Kidd walked out of prison three weeks ago after a judge ruled the double murder case he was convicted of in 1996 was deeply flawed.

“I have been able to sleep in a comfortable bed. I have been able to eat my food with a fork. I have been able to cut my meat with a knife. I have been able to put my feet on carpet. I have been able to take a shower alone,” Kidd said, listing all of the seemingly simple things he has enjoyed during his freedom.

He's appreciating the things that most people take for granted.

But that re-entry into society can be difficult, especially for someone who's sat in prison knowing they didn't belong there.
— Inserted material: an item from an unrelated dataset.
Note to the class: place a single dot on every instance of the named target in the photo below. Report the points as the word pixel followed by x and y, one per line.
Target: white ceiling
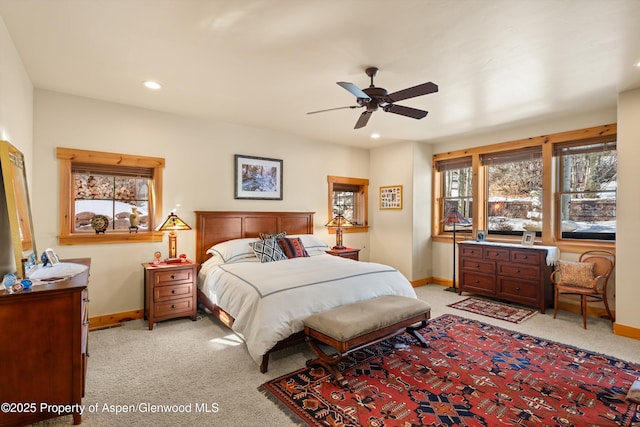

“They talk about when it all settles in, it can be rough emotionally. I haven’t experienced that yet. Knock on wood," Kidd said.

He not only has family support, but he's also receiving support from the only people who really know what he's going through: others who were also wrongfully convicted.

In 1985, Darryl Burton was convicted of capital murder in St. Louis and sentenced to life without parole plus 25 years.

Then, 24 years later, when it was discovered evidence was withheld that would have set him free, the charges were dropped and Burton walked out of prison.

“It’s like, I don’t want to say Alice in Wonderland, but you are stepping into a world you have no clue about,” Burton said of his release.

Burton said he went from a prison cell into a fast-paced world with new technologies and different ways of doing things that was beyond his imagination.

Along with being homeless and unemployed, Burton struggled.

“My grandmother told me years ago when I got away from he Church, she said, ‘Boy I hope you remember to call on Jesus when you need him,’ and she was right,” Burton said.

“That day came and when I called, he answered the call, and so that is what we are doing. I am just answering the call. God kept his word, and I am doing the best to keep mine.”

He's keeping his word by helping others like Kidd have a smooth transition into freedom.

Burton started the nonprofit Miracle of Innocence to not only help fight for those wrongly convicted when they are in prison, but also when they get out.

Kidd remembers sitting in the parking lot of a Walmart, going to buy a cell phone with the few dollars he had in his pocket, when he got a call from Burton.

“He said, 'Put your money back in your pocket. Miracle of Innocence is going to take care of that, and we are going to take you shopping, put some clothes on your back and in your closet,'” Kidd said Burton told him.

“I don’t just want to be a recipient. I want to be involved," Kidd continued. "I think that is going to keep me positive, grounded, rooted and most importantly walking toward the light."